È il momento di affrontare l'elefante nella stanza: dopo 4 anni di onorato servizio in Ducati, per Martín le ultime uscite del 2024 rappresenteranno la fine del suo rapporto con Ducati, nel dettaglio con il team Prima Pramac, prima del passaggio in Aprilia Racing nella stagione 2025. Un finale abbastanza amaro: Martín non è mai stato chiarissimo sul tema, ma in passato aveva esplicitamente espresso più volte la volontà di passare al team ufficiale, meritata con i risultati in pista. Da questo punto di vista la conquista del numero 1 può rappresentare un ulteriore stimolo nella corsa al titolo.

In casa Ducati la scelta di Márquez a discapito di Martin come compagno di squadra per la prossima stagione ha suscitato diverse polemiche. Paolo Campinoti, team principal di Prima Pramac, ha paragonato la scelta di Márquez a quella effettuata dalla Juventus con Cristiano Ronaldo nel 2018, inserendo questa decisione tra i motivi che hanno portato alla separazione tra Pramac e Ducati dopo più di vent’anni («Le scelte di Ducati ci hanno fatto percepire che per loro fossero cambiate le priorità», ha dichiarato il dirigente toscano); Oscar Haro, ex collaboratore del Team LCR, ha svelato che Paolo Ciabatti (direttore sportivo di Ducati Corse dal 2013 al 2023) gli ha confidato che uno dei motivi che l'ha portato ad abbandonare il progetto MotoGP per concentrarsi sullo sbarco di Ducati nell’off-road è stata proprio la scelta di Márquez a discapito di Martín.

Dovesse riuscire in quest’impresa, Martín sarebbe il primo pilota a vincere il titolo in MotoGP e cambiare team nella stagione successiva da 21 anni a questa parte.

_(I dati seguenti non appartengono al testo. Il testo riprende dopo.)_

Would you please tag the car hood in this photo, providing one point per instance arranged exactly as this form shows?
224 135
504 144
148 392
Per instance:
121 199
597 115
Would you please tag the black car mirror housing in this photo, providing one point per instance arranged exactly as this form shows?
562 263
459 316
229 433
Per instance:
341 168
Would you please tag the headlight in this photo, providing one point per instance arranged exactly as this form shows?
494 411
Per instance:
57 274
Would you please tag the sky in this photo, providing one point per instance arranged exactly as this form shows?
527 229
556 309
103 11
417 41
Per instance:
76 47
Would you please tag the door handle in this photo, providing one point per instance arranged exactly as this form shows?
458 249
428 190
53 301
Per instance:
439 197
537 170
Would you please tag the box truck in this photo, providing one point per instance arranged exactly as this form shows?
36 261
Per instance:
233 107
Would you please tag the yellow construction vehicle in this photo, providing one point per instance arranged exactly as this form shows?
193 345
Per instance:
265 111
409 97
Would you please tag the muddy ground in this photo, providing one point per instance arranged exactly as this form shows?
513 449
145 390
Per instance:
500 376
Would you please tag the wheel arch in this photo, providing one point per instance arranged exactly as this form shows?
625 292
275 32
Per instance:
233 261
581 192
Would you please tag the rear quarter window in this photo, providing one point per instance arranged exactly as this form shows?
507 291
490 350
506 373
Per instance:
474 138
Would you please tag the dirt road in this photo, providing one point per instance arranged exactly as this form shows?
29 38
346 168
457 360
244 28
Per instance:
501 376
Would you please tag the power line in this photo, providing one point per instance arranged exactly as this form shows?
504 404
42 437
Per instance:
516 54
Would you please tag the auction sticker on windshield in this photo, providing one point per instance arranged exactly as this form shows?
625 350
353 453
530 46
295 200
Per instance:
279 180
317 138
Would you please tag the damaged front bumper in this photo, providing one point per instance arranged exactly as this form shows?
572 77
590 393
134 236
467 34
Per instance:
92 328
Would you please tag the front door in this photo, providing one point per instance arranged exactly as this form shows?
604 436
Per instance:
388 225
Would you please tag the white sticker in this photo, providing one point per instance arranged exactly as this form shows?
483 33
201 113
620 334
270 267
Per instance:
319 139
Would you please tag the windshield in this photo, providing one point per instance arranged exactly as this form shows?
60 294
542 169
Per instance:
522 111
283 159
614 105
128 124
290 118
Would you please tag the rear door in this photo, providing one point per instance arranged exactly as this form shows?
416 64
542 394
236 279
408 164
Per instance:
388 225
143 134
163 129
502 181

L’ultimo a farlo fu Valentino Rossi nel 2003, passando a Yamaha nella stagione successiva (il resto della storia la sappiamo). Per Martín, in ogni caso, la vittoria del titolo rappresenterebbe prima di tutto il coronamento di un percorso di crescita piuttosto incredibile: le stigmate del campione si potevano notare già dall'esordio in GP nel 2021, ma la troppa discontinuità e l'inesperienza gli avevano tarpato le ali nei primi due anni in classe regina. Il titolo mondiale sarebbe il coronamento di questa traiettoria graduale ma continua.

Dall'altro lato della barricata, Bagnaia è a un appuntamento con la leggenda: dovesse riuscire a vincere il terzo titolo in classe regina raggiungerebbe Jorge Lorenzo per i campionati vinti in MotoGP e soprattutto, calcolando quelli consecutivi, anche nomi come Valentino Rossi, Marc Márquez, Mick Doohan, Wayne Rainey e Kenny Roberts, autentici miti di questo sport (gli unici a riuscirci negli ultimi cinquant'anni). Bagnaia dimostrerebbe di poter vincere nella terza situazione diversa in tre anni: nella prima si rese protagonista della storica rimonta su Quartararo da -91; nella seconda ha resistito alla rimonta subita da Martín dopo il cruento incidente catalano; nella terza vincerebbe dopo un lungo duello rusticano già nella storia. Inoltre, sarebbe il modo perfetto di presentarsi al prossimo compagno di squadra, quel Marc Márquez terzo incomodo in tutta questa storia. «Vorrei si confermasse Bagnaia campione del mondo, preferisco avere un campione del mondo nel garage l’anno prossimo», ha detto il pilota spagnolo nella conferenza stampa prima del GP di Austria.

Al di là di come andrà a finire, comunque, sia Bagnaia che Martín usciranno da questa sfida ulteriormente rafforzati nella loro reputazione, che già inizia a solidificarsi nella storia di questo sport. Forse l'unica cosa che si può rimproverare ai due in questa stagione sono i pochi corpo a corpo, strano per due piloti così spesso al vertice. Tra le poche battaglie, si può ipotizzare un 2-1 per Bagnaia ad oggi: vittorioso l'allievo di Valentino Rossi in Catalogna e nella Sprint Race di Misano, mentre in quel di Le Mans la strenua difesa di Martin gli ha procurato una vittoria pesantissima.

Se si potesse esprimere un desiderio, quindi, si andrebbe sul sicuro: un Mondiale deciso all'ultimo giro dell'ultima gara a Valencia con qualche sportellata tra i due entrerebbe immediatamente nella leggenda.